Critical Essays

Douglass' Other Autobiographies

My Bondage and My Freedom was written when slavery was still in effect, and Douglass still refused to divulge his means of escaping from Baltimore to New York. He did not want to jeopardize those friends who helped him escape.

In The Life and Times of Frederick Douglass (1881), published sixteen years after the Civil War, when slavery was no longer a legal matter, Douglass reveals how he escaped. He borrowed identification papers from a friend, a free black sailor, and simply took the train to New York City.

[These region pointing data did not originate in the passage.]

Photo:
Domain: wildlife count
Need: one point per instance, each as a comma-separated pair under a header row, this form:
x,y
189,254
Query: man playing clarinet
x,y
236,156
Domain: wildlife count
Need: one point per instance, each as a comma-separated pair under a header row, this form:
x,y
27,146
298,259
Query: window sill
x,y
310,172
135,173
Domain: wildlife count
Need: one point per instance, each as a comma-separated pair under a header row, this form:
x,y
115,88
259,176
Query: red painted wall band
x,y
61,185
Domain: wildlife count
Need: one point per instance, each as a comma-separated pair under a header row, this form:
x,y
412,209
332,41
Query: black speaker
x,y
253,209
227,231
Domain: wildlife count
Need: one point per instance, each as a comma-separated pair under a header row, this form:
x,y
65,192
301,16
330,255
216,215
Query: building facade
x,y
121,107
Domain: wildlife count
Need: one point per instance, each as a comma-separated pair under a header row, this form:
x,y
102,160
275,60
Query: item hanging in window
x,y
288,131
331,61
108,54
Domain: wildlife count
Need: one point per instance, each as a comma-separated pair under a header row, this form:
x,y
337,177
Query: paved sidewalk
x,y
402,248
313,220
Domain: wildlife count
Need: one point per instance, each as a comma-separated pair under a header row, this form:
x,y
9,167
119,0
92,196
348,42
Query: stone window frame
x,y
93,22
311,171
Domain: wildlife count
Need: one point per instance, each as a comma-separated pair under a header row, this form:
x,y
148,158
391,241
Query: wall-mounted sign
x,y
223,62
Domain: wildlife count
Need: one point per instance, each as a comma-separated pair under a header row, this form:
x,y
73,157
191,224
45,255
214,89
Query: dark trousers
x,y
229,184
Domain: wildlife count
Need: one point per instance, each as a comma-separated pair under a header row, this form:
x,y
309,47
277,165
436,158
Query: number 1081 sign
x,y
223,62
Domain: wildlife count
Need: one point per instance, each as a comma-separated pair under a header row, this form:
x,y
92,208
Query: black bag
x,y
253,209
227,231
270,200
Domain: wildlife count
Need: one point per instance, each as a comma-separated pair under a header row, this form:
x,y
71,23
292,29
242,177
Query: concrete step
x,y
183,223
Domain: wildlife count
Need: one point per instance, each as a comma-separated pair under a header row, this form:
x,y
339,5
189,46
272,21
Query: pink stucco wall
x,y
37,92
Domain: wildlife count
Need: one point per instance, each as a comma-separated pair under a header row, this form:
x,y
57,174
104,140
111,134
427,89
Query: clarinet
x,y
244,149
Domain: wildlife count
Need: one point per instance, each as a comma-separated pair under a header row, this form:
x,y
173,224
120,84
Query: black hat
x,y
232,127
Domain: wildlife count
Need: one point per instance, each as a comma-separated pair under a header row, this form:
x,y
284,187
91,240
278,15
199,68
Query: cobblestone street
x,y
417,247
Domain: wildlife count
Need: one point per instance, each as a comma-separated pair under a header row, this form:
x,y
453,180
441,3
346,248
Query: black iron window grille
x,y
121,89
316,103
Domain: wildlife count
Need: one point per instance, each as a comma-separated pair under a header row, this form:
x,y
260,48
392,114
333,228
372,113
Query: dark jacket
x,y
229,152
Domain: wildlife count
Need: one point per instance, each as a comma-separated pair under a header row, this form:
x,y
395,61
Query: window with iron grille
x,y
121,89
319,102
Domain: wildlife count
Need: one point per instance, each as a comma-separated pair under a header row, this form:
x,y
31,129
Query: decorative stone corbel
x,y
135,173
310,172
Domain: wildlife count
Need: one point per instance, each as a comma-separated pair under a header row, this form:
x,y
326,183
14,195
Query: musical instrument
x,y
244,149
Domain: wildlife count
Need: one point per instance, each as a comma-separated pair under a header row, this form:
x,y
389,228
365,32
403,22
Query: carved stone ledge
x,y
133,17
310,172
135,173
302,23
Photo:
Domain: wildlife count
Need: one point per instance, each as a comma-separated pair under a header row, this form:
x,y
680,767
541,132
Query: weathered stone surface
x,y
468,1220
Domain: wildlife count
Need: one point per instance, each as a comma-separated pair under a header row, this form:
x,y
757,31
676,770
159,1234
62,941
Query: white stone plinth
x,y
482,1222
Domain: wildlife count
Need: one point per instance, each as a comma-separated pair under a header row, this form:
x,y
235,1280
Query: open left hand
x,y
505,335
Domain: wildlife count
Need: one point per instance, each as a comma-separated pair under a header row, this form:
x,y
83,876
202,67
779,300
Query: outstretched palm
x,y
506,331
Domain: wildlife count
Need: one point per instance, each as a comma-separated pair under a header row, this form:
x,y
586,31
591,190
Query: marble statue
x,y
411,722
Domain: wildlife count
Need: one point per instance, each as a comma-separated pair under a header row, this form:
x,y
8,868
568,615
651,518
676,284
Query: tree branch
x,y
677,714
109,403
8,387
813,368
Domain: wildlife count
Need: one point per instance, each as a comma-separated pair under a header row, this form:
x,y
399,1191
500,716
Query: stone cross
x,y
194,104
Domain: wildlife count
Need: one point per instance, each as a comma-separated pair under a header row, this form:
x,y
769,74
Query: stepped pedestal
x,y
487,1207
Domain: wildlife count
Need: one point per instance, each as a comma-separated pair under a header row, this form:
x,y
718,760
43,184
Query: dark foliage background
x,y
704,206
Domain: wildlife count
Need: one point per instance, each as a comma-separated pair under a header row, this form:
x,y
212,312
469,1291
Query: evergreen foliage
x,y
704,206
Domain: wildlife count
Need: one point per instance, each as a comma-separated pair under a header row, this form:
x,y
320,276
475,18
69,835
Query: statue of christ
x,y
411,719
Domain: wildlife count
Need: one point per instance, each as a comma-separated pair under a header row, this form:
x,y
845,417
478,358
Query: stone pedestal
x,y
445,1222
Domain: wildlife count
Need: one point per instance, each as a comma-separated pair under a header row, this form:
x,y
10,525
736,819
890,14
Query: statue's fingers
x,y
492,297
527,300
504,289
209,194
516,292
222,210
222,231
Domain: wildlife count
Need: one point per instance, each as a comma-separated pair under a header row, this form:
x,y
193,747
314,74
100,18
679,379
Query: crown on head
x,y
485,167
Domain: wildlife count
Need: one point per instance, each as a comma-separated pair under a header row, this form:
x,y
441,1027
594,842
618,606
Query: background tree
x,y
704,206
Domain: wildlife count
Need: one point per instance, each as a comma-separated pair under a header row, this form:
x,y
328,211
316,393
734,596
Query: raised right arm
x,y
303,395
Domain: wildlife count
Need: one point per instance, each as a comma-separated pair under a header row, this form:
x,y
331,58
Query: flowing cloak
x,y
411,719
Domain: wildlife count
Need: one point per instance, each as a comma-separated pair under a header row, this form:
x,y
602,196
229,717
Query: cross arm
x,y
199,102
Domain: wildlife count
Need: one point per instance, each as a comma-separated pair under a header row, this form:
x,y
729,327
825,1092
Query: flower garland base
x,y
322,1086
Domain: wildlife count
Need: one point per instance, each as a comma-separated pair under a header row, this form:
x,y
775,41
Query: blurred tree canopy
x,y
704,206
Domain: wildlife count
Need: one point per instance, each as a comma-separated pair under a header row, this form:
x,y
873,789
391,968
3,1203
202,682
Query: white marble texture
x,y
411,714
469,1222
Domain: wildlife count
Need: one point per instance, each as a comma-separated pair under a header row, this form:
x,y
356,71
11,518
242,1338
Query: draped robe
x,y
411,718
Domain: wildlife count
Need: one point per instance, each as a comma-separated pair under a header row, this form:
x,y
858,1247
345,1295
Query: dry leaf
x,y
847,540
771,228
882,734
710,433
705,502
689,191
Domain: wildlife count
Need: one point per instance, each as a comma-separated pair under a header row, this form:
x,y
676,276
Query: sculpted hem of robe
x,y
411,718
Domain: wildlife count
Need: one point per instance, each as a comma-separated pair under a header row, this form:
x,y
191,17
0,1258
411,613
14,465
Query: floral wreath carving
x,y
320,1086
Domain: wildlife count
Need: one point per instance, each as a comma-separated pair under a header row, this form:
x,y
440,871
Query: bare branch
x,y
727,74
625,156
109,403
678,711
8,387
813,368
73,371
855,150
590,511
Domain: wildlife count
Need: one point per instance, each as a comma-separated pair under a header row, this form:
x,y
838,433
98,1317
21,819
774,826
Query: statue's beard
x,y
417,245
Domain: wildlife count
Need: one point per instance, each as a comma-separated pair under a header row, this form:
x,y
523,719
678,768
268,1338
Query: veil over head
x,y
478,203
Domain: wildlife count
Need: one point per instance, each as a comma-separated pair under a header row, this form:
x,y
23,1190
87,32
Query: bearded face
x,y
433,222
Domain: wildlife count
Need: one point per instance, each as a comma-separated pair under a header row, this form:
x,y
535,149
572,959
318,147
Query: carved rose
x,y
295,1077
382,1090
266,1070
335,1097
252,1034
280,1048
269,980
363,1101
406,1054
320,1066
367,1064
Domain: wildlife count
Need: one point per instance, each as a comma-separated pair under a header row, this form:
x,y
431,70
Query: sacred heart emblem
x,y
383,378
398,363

My Bondage and My Freedom ends Douglass' story in 1855, when he was still a member of the Garrisonian wing of the abolitionist movement. In Life and Times, he describes how he became a close friend of John Brown, the leader of a movement dedicated to ending slavery through armed resistance and slave uprisings. Douglass then tells the reader that Brown originally planned to raid Harper's Ferry in 1858 but had to postpone the raid for a year when plans for the attack were leaked by a traitor. Douglass knew about the 1859 raid well in advance; in fact, he provided financial and spiritual support for Brown's venture even though he never felt fit enough to be a part of a military operation. Brown was arrested while Douglass was lecturing in Philadelphia, and, learning about Brown's arrest, he telegraphed his own son Lewis in Rochester, New York, and asked him to secure and hide Brown's letters. Predictably, U.S. marshals soon arrived to question and search Douglass' household in Rochester. Douglass returned to Rochester and pretended that he was heading for Michigan. Instead, he left for Canada, and, on November 12, 1859, he left Quebec for England.